Dans le monde arabe, l’éducation a été difficile à obtenir. Les pays arabes ont largement investi pour l’accès universel à l’éducation, mais ils ont obtenu des résultats décevants. Les populations pauvres et rurales sont à plus grand risque et une faible performance semble affecter tous les pays. C’est un mystère qui mérite une explication.

En comparaison avec les élèves de nombreux autres pays, en moyenne les élèves arabes semblent prendre du retard dès le début de la scolarité. Les tests de lecture à l’oral promus par l’Agence américaine pour le développement international en Jordanie, au Yémen, au Maroc et en Egypte ont montré l’incapacité très répandue de comprendre un texte écrit, même après trois ou quatre années d’études. Les tests internationaux offrent des comparaisons encore plus inquiétantes avec les élèves de classes et d’âges similaires à travers le monde. Plusieurs pays ont participé à des évaluations par les centres de recherche telles que TIMSS (Trends in International Mathematics and Sciences), PIRLS (Progress in International Reading and Literacy Study) et PISA (Programme for International Student Assessment). Les élèves de quatrième année de tous les pays arabes participants ont des scores situés au bas de la distribution pertinente en lecture, mathématiques et sciences en quatrième année. Pour la compétence «lire pour apprendre», la plupart des étudiants arabes des échantillons sont classés comme performants à un bas niveau par rapport aux repères internationaux.

Les blogs et les articles sur ce sujet se réfèrent à des incitations économiques, aux facteurs sociologiques, à l’ennui dans les écoles traditionnelles et à la culture orale présumée du monde arabe.

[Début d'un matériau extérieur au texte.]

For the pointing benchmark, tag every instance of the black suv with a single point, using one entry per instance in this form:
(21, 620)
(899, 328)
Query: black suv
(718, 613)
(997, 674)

Mais si que ces questions semblent être importantes, elles sont en réalité périphériques. Les élèves prennent du retard au début en raison de facteurs qui sont plus étroitement liées à la biologie humaine, et en particulier aux opérations de « bas niveau » de perception et de mémoire qui permettent aux humains de traiter l’information. C’est pourquoi cela est d’un intérêt particulier pour les élèves arabes.

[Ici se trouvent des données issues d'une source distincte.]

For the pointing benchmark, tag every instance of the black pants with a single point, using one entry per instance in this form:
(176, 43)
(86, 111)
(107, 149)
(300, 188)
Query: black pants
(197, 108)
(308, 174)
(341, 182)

La lecture et les défis de la mémoire humaine

En tant que gens instruits, nous ne faisons aucun effort mental apparent lorsque nous prenons un journal. Nous ne percevons pas vraiment les lettres; nous reconnaissons instantanément l’écriture et la langue et nous passons la plupart de notre temps conscient à penser à ce que nous lisons. Mais en réalité, nous passons les premières millisecondes dans un univers parallèle. Cela se produit quand nous utilisons notre mémoire procédurale, qui contient la connaissance de l’aspect des lettres, de la manière dont les sons leur correspondent, ce que la langue dit et quelle combinaisons sont possibles et impossibles. Nous ne remarquons même pas ces éléments car la mémoire procédurale est inconsciente et rapide, et nous ne sommes pas faits pour suivre ses effets neurologiques.

Le rappel des règles de lecture et de la langue doit être instantané. L’information doit entrer dans notre « mémoire de travail » -le type de mémoire qui détient nos pensées- et son espace-temps est très limité. Selon certaines estimations, elle ne peut contenir qu’environ sept items pour environ 12 secondes. L’écriture doit être interprétée correctement dans ce délai ou la mémoire de travail s’efface. Nous perdons le fil de notre pensée et nous ne pouvons pas continuer.

Il est plus facile d’apprendre à lire dans les langues qui représentent toujours des sons avec des lettres. Nous sommes également plus efficaces pour conserver la mémoire de formes simples fréquemment trouvés dans la nature, puisque des circuits visuels ont été mis en place pour les reconnaître à travers l’évolution humaine. Avec la pratique, le cerveau relie des séquences de symboles pour former des motifs. Initialement les apprenants lisent lettre par lettre, mais après plusieurs heures de pratique une partie du cerveau est activée et reconnaît les mots comme s’ils étaient des visages. Cela semble se produire aux alentours de 45-60 mots par minute. Après cela, nous lisons sans effort automatiquement et nous pouvons traiter de grands volumes de texte.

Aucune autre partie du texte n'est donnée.